Max Curran is doubly qualified to lead the legal fight to get the sale of Constellation Energy and BGE through the Maryland Public Service Commission.
First, he once was a commissioner himself. Second, a few months ago he succeeded in shepherding a similar deal though the same body. A PSC that had previously balked at approving the sale of Maryland utilities to out-of-state corporations did just that, signing off on the purchase of Potomac Edison and parent Allegheny Energy by Ohio-based FirstEnergy.
Curran is also the brother-in-law of the Maryland governor who has been at war with Constellation and its utility, Baltimore Gas & Electric, for five years.
Now you know why they call it Smalltimore! Which factor weighed heaviest in the decision by Constellation and merger partner Exelon to hire Curran instead of, say, DLA Piper, a previous Constellation adviser, only the companies know. (Saul Ewing, Curran's firm, had previously worked for Exelon, so perhaps that was a factor, too.)
The hookup isn't a conflict of interest for Gov. Martin O'Malley or anybody else under the state's ethics law. But it at least bears the appearance of another attempt by Constellation boss Mayo A. Shattuck III to butter up the governor.
Two weeks ago, Shattuck and the rest of the board agreed to sell Constellation to Chicago-based Exelon Corp. Almost the first thing stock analysts wanted to know was how in the world the deal could get done, given Constellation's O'Malley troubles.
Constellation's 2006 attempt to sell out to Florida's FPL Group died after then-gubernatorial candidate O'Malley repeatedly attacked BGE and blamed incumbent Gov. Robert L. Ehrlich Jr. for soaring electric bills.
O'Malley continued the onslaught in his first term, appointing a Public Service Commission that attempted to undo deregulation that was partly responsible for high BGE prices and high Constellation profits. Deregulation lives, but that sally produced an immediate $187 million settlement for consumers and $1 billion-plus over a couple of decades.
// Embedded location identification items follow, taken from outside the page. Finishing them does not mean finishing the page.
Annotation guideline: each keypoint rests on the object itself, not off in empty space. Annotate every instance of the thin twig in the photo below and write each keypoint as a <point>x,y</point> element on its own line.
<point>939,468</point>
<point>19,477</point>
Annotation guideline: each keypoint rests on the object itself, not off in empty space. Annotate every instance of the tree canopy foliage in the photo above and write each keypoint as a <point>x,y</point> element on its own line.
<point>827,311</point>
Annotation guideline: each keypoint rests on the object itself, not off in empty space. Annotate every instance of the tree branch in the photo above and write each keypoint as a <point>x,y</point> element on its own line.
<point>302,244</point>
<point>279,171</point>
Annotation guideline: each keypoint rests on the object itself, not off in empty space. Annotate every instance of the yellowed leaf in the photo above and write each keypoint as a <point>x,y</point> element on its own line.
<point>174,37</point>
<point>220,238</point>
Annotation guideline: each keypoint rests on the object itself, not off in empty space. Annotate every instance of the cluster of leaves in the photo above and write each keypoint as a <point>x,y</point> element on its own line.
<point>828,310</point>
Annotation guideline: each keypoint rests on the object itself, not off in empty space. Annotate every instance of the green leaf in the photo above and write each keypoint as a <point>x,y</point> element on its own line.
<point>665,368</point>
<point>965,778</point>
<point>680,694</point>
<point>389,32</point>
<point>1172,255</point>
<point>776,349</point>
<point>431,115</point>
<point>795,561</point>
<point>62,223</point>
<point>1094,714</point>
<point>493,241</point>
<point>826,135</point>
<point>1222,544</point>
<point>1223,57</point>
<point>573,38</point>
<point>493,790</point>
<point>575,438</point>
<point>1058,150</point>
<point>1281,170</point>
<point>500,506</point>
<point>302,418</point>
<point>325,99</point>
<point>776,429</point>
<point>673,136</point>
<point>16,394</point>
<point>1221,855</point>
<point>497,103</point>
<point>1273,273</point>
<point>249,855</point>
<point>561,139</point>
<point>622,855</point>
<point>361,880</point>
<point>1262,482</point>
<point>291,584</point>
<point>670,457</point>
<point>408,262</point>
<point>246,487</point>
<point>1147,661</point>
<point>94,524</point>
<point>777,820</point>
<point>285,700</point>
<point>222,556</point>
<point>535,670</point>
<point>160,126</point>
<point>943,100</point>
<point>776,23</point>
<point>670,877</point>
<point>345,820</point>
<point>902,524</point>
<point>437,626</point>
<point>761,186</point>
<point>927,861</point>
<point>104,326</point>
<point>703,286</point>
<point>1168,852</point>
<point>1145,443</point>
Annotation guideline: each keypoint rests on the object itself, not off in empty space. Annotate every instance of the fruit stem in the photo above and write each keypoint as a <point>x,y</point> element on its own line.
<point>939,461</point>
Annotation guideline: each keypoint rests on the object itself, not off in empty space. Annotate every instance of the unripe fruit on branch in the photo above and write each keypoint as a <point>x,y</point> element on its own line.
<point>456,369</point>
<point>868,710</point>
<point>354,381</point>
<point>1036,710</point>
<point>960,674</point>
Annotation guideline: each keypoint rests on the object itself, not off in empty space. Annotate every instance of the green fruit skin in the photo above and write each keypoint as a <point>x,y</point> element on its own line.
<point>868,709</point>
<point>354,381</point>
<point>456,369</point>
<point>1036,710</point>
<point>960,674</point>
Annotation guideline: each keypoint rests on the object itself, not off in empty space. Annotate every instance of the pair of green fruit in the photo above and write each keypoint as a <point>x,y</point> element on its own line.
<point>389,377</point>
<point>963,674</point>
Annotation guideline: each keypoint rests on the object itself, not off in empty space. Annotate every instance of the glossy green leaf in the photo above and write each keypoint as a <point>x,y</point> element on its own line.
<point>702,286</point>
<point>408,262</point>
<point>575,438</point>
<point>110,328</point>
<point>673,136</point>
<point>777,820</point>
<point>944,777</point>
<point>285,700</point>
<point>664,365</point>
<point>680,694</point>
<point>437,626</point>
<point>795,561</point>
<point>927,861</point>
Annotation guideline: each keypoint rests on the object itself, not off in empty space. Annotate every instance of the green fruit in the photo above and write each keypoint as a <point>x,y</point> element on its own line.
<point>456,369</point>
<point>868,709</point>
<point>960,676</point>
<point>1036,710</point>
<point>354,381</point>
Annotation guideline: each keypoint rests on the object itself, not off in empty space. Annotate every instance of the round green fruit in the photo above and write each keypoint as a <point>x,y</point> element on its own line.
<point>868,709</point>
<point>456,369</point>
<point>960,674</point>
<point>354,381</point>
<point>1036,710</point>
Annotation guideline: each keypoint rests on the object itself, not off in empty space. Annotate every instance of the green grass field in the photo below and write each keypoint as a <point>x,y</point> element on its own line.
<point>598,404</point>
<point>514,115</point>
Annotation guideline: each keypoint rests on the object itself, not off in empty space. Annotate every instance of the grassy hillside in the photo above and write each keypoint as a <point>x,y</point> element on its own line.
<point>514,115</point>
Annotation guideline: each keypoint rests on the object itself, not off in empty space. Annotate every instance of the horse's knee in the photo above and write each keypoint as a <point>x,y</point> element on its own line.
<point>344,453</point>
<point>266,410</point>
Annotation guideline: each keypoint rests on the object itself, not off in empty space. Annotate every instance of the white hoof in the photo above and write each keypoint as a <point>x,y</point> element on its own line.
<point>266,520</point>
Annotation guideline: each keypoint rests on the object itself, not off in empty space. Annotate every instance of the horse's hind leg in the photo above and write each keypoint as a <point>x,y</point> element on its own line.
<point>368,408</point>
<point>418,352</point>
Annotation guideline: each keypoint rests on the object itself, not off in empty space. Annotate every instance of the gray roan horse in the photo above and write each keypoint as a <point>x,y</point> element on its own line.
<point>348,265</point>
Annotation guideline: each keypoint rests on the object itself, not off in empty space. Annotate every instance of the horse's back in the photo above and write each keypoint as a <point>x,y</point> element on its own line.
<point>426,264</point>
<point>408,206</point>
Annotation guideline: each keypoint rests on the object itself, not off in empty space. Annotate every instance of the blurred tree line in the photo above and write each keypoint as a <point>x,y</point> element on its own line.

Next, the commission claimed jurisdiction over EDF Group's $4.5 billion investment in Constellation's nuclear fleet. O'Malley intervened directly, trying to get Shattuck to cut his gajillion-dollar golden parachute as a condition for approval of the transaction. Shattuck's pay didn't change at the time, but BGE customers got another $110 million in rebates. (EDF's and Constellation's plan to build a third reactor at Calvert Cliffs eventually fizzled.)
This time, Shattuck and Exelon boss John Rowe met O'Malley in Annapolis to alert him to the deal before it was announced. They offered over $100 million for electric cars, charity and renewable energy, which O'Malley favors. Their opening bid for compensating consumers was $110 million, which suggests they'll go higher. Shattuck no longer has a golden parachute.
And the companies hired the governor's brother-in-law to sell the deal to the governor's PSC.
J. Joseph "Max" Curran III, 45, is the son of former Maryland Attorney General J. Joseph Curran Jr. and the brother of Maryland first lady Katie Curran O'Malley. A seasoned energy and utilities lawyer, he served on the Public Service Commission from 1999 to 2005, overseeing the deregulation (passed by the General Assembly) that generated so much political heat.
As head of Saul Ewing's energy practice, he advocated for Allegheny Energy and FirstEnergy before the PSC, a merger that resulted in a $29 rebate for each of the utility's customers.
"It's a landmark for a successful merger" before the PSC, says Michael C. Powell, an energy lawyer with Baltimore-based Gordon Feinblatt, which also does work for Constellation. "Allegheny was what showed you how it can be done." For Constellation, he added, Curran's "understanding of what the PSC wanted in the Allegheny issue was valuable knowledge."
"If you're going to go out and hire a lawyer, you want one who's done it successfully already," said Allen Freifeld, who served with Curran on the PSC and is now senior vice president with Viridity Energy. "No. 1, it's a good indicator. No. 2, it can save some money. You don't want somebody learning on the job."
Through a spokeswoman, Curran declined to comment, saying he didn't want to speak publicly about a pending case. Constellation declined to answer my question about whether Curran's ties to O'Malley were a factor in the decision to hire him.
Robert A. Hahn, executive director of the State Ethics Commission, would not address Curran's Constellation gig specifically. However, he said, Maryland law bars public officials from participating in matters involving somebody who employs a spouse, child, parent or sibling. Nothing about siblings-in-law.
O'Malley spokesman Rick Abbruzzese said Curran's involvement would have no bearing on the governor's approach to the Constellation-Exelon combo.
"Max Curran's reputation speaks for itself, and the governor has complete confidence in the independence of the Public Service Commission that will ultimately have to determine whether this deal is good for ratepayers," Abbruzzese said.
By all accounts, Constellation has retained a fine lawyer in Curran and what Freifeld called "a good regulator, a good public servant" when he was on the PSC. But the hire also fits right into Shattuck's charm campaign.